At one point in the development cycle, I think they experimented with completely random map generation. It sounds like they weren't happy with the results and chose to create instead a mostly fixed map. If they had been able to go with completely random terrain generation, I think that would have dramatically increased the replay-ability of the game. Currently, after a few times through, we know exactly where each life pod, large wreck, etc can be found. Can you imagine playing a game of Subnautica in which the location of everything was completely random? In theory... what if even the room layout of the Aurora were randomized? What if you had to explore around the Aurora just to find which part of the ship to enter?
If you look at the game 7 Days to Die, I think they feature two game modes:
1. Fixed map
2. Random gen map
I think it is the best of both worlds. For absolute brand new players, they can pick the fixed map and then refer to the quite extensive note on the internet describing where to find resources, etc.

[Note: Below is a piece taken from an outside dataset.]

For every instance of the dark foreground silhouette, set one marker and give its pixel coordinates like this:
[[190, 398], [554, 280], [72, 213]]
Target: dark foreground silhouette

Then, at some point along the way, the more experienced player can graduate from the "fixed" map to the random gen map.
In a future expansion, it would be awesome if the developers provided support for a random gen map.
Don't folks usually go play other games when a particular one that they've tried doesn't cut it for them?
It's pretty obvious that the Dev's of this game have a set design-philosophy in their heads at this point.
I don't really see Them going in the direction you are suggesting.
That's not to say that some form of realism may not be added in the future, but it probably won't be in a manner that adds more of a time-gate to the players actions.
< shrug >
Also, you expressed your opinion and some of us replied with our thoughts.
And we did it without having to go into "attack mode" and be insulting toward you.
You on the other hand, started out by demeaning our comments because you apparently believe we are less informed than you are.
Perhaps in the future, you might try being a bit less pompously, conceited toward your fellow posters.
No. Especially not when it's an early access game that they've backed. I'm pretty tired of explaining this to people, but that's the whole purpose of early access; so the community can help direct the game the way they want it to go.
I don't think they will either, and I haven't for a very long time. As I've said before, time and time again, it's the idea of what could have been that hurts so much. We're still going to discuss it because it's important to know where things could have gone better, and because that's what forums are for. It's also important for any development team of any product to receive and understand criticism, so they know where they're faults are. That's the only way they can ever improve.
I once again have literally no idea what you're talking about. Nobody has insulted or attacked anybody.
You apparently do not realize it, but this came across as completely dismissive and insulting.
Insulting? I think you're too sensitive. If you're offended, too bad, so what?
Fine, how about in the future you stick to talking about the Topic at Hand, and not about Other Posters.
That way you won't have to worry about insulting anybody.
I'm not worried about insulting anybody. It's not up to the world to tailor it's behaviour to suit over-sensitive people, it's up to those people to tailor their behaviour to suit the world.
In other words; get over it.
And you're right this conversation is over.
If I was a weaker man I might even be offended. Fortunately, coming from you that's no different than a toddler calling me a poopoo face and throwing his minion out the pram.